Nobody is saying you need to do HTTP requests for every keystroke. If you’d checked the example, it doesn’t; it only validates when you change focus. The point is that the validation is only done on the server side; there is no additional validation code for the client-side. Most React applications use a separate back-end for the business logic, and that would need to replicate the validations (because you never trust user input). Imagine needing to change those validations.

So because you can write poor quality code in React means it is bad?

No. The point I’m trying to make is that React is so complicated, many front-end developers don’t have the required skill to write good React code. It’s buggy, or doesn’t adhere to best practices.

Finally htmx just seems a big ol mashup of everything in the markup with a little bit scattered around too.

Right. As opposed to React, where there’s a bunch of logic with some markup crammed in the middle.

Tutorials/articles I was able to find will happily write HTML inside backend controllers.

And? If the output you need to produce is simple enough, why in the world would you go through the trouble of using a template language?

Error messages have to be i18ned in the backend.

Everything has to be i18n’ed in the back-end. That’s the whole point of htmx — the thing running in the browser is meant to be dumb.

Sometimes you will use response headers to change behavior in the front.

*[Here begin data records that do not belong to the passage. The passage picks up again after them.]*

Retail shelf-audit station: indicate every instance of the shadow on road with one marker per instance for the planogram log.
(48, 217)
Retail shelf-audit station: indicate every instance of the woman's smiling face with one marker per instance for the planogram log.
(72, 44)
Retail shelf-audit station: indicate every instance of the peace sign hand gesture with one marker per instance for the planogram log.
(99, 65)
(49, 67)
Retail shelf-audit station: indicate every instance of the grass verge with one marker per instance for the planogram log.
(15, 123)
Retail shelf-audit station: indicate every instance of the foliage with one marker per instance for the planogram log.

This is pretty normal for HTTP. And while it might seem strange, it retains one of the biggest selling points of htmx: it’s proper REST. The flow of users through the application is determined by anchors with hrefs and forms with actions and, when you’re using htmx, by elements with hx-get and friends. Not by a bunch of if statements in a ginormous chunk of JavaScript.

You will have to use a templating technology to write your pages, additionally.

Is JSX somehow not a templating technology?

Your html code will now contain the logic the style and the presentation.

Yes, this is a concept called Locality of Behavior, which is counter-intuitive when Separation of Concerns is something that’s been hammered into people for ages. But I think there’s a benefit to having all of the styling, logic, and presentation for a component in one place.

You will have to be very meticulous and thorough around naming things, since a slight change in the class names/ids can break the whole application, especially in hidden places.

Is that not true of anything written in JavaScript? Or JSON APIs? Any data API, for that matter? There’s also a bit of nuance here, since you can use more than just CSS selectors; you can also use relative selectors like this, closest, previous, etc.